L’élu local qui préside la commission d’analyse des candidatures n’est pas partial lorsqu’il commente sur un réseau social que l’ancienne délégation de service public sur le point d’être renouvelée est « mal gérée ». Le Conseil d’État juge que la modération des propos et le contexte de la publication suffisent à écarter une éventuelle atteinte au principe d’impartialité.
Dans sa décision du 24 juillet 2024 Commune de Sevran, le Conseil d’État précise la portée qu’il donne à l’application du principe d’impartialité dans le cadre de la commande publique.
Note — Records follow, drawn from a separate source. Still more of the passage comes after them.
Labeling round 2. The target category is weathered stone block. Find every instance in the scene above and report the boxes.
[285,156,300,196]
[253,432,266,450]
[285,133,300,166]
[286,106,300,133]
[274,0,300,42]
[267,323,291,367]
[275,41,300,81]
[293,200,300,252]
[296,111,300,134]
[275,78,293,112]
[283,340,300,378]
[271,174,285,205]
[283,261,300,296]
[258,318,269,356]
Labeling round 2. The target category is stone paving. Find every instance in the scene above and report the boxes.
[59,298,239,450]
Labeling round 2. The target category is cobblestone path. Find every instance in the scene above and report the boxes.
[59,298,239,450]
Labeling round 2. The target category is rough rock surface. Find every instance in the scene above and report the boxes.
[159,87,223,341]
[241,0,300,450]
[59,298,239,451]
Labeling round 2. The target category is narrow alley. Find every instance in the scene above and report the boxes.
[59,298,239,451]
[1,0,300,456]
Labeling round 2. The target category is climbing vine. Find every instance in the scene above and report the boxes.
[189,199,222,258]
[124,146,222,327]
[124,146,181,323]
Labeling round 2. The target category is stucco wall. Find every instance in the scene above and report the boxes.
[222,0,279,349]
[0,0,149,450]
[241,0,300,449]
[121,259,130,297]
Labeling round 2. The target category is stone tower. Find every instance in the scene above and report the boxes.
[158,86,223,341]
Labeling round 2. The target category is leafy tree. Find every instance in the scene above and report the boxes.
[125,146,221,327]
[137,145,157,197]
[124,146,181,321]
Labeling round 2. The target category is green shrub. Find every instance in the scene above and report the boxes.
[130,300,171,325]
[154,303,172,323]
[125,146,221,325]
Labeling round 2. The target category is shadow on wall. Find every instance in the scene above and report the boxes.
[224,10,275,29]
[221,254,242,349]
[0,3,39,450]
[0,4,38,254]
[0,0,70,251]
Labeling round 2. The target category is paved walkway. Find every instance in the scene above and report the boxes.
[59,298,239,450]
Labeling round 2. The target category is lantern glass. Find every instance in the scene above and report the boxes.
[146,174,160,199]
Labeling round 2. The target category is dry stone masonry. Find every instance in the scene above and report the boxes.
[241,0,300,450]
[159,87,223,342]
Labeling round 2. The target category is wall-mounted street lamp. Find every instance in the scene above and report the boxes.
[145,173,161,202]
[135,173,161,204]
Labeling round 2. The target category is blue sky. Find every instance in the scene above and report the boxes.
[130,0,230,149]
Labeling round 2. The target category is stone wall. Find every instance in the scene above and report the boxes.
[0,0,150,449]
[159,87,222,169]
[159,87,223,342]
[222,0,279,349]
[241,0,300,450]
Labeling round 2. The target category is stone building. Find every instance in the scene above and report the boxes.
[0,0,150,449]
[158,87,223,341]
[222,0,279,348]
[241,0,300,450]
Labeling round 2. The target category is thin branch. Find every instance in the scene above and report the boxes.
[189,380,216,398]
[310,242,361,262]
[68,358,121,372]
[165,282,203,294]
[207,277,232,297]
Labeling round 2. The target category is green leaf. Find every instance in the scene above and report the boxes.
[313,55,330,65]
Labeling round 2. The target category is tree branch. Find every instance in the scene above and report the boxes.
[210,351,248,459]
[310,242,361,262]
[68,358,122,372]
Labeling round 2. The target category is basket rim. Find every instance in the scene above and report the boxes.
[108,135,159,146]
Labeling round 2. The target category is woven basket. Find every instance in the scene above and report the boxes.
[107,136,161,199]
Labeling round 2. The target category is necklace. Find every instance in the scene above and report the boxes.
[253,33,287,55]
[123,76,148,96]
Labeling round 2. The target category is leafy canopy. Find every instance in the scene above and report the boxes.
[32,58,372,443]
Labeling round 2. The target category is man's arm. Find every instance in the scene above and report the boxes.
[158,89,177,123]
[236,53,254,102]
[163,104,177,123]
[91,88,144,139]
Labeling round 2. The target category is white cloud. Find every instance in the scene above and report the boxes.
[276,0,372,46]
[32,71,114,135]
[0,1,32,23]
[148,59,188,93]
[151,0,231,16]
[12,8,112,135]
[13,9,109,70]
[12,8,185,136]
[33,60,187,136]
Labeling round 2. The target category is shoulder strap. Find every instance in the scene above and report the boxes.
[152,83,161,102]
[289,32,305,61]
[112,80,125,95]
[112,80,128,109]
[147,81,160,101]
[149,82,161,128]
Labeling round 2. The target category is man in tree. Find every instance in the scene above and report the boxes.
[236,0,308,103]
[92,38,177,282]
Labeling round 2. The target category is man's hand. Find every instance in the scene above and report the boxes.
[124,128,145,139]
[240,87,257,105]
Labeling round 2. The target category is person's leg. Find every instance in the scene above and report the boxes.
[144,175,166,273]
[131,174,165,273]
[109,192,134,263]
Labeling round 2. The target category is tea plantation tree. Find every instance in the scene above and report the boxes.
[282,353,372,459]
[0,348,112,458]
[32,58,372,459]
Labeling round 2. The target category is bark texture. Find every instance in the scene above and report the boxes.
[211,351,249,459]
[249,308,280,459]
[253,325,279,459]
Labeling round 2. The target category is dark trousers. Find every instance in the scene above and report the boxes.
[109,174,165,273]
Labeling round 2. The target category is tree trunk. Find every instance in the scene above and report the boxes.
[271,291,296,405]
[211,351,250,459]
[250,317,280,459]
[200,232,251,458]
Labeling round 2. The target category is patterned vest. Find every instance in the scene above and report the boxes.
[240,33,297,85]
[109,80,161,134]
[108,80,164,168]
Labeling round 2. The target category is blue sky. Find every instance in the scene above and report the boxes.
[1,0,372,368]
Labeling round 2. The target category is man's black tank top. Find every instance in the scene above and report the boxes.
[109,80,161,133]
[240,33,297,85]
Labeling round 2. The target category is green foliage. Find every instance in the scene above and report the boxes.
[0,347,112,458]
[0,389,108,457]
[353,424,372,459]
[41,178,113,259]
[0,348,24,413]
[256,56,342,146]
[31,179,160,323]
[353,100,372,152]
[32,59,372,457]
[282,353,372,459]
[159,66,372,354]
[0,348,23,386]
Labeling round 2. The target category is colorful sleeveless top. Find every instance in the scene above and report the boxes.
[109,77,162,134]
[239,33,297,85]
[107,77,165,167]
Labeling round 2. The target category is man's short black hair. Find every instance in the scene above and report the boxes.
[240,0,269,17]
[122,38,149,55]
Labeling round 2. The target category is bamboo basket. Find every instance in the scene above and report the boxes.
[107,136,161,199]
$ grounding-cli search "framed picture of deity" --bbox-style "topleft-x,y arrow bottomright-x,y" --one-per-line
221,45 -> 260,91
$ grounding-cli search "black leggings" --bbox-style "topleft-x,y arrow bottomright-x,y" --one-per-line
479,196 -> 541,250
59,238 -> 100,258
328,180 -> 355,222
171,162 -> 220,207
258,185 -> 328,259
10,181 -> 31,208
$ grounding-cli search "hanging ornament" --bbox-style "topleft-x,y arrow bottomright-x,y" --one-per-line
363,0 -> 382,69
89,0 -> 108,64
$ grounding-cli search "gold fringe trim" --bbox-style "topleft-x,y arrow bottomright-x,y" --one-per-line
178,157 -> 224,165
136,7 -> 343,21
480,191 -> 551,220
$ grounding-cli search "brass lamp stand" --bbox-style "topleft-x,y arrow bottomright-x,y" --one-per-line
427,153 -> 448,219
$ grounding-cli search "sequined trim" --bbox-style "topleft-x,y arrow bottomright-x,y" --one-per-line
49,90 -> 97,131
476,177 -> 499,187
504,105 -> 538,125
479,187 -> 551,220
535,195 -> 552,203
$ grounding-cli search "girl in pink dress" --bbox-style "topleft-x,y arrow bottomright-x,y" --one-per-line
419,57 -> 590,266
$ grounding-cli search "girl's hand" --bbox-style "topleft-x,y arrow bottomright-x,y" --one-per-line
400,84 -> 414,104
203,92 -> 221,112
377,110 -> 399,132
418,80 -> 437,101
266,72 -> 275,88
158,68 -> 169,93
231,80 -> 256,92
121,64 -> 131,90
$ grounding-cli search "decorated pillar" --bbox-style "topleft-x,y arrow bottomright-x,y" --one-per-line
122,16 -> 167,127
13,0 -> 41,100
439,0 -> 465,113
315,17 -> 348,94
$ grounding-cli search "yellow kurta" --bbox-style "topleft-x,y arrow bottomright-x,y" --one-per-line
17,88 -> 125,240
L’impartialité est un principe général du droit qui s’impose à toute autorité administrative et à ses membres qui doivent en conséquence s’abstenir de prendre des positions publiques qui contreviendraient à ce principe (1). Une telle position est contraire au principe d’impartialité si elle introduit un biais subjectif de nature à influencer une décision prise ou à prendre. La caractérisation de l’impartialité est nécessairement circonstancielle : si le Conseil d’État a déjà pu considérer comme atteignant à ce principe l’opinion d’une personne associée à la prise de décision d’une autorité administrative (2), tel n’est pas systématiquement le cas (3).
En l’espèce, un élu local, président de la commission chargée d’analyser les candidatures dans le cadre d’un renouvellement d’une délégation service public (DSP), a publié sur le réseau social Facebook un avis négatif sur la DSP en vigueur. Le juge du référé précontractuel du tribunal administratif de Montreuil avait conclu que ce propos, en ce qu’il critique le comportement de l’actuel délégataire candidat à sa succession, porte atteinte au principe d’impartialité (4).
La commune s’est pourvue en cassation devant le Conseil d’État, qui vient compléter sa jurisprudence casuistique en la matière. Il relève que « la modération des propos et le contexte de cette publication ne révélaient ni parti pris ni animosité personnelle à l'encontre » de la société encore délégataire au moment des faits. En premier lieu, il constate que le propos en lui-même ne permet pas de créer un doute quant à un potentiel conflit d’intérêt. Il a ensuite considéré que la critique visait non pas directement les actions du cocontractant mais le fonctionnement même du service public. Ainsi, étant le propre d’un élu local d’avoir une opinion sur un service public communal, celui-ci peut l’exprimer modérément même s’il joue un rôle dans la procédure de passation de la DSP afférente.
Le contexte du propos tenu a également incité le Conseil d’État à censurer la qualification retenue par le tribunal administratif. En effet, le commentaire de l’élu local publié sur un réseau social répondait à un autre commentaire et s’inscrivait dans une discussion générale sur ce service public qui prenait la suite d’une concertation publique lancée sur le sujet.